Place an LF411 op amp on your breadboard, top up, straddling one of the central
columns. With the board power off, wire the vertical ‘+’ and ‘-’ columns with ±15 V
respectively, and then connnect these power buses to the +VS and −VS pins of the package.
This is sufficient, but it is always good practice to filter the power supplies connections using
a capacitor to ground. This helps maintain a steady voltage if the input current changes
quickly; without it, the inductance of the line from the power supply can lead to instability.
Here, use a 1 µF tantalum capacitor, one from the +VS pin to ground and another from
the −VS to ground. These capacitors have a polarity, with the lead that must be positive
marked with a +. Be careful to install them correctly.
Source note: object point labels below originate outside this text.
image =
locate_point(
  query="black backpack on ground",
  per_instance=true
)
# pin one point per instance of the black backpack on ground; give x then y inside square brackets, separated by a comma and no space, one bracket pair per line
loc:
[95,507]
We will not be using the “offset null” pins today.
4.2
Open-Loop Test
An op-amp is nothing more than a high gain amplifier with high input impedance. You can
observe this amplification with the circuit of Fig. 3. Is the behavior consistent with the gain
specification of 200 V/mV? Can you see why an op-amp is essentially never used in this
“open loop” configuration?
offset null
inverting
non-inverting
1
8
no connection
2
7
3
6
4
5
out
offset null
Figure 1: Pin-out diagram for a standard 8-pin
op-amp package.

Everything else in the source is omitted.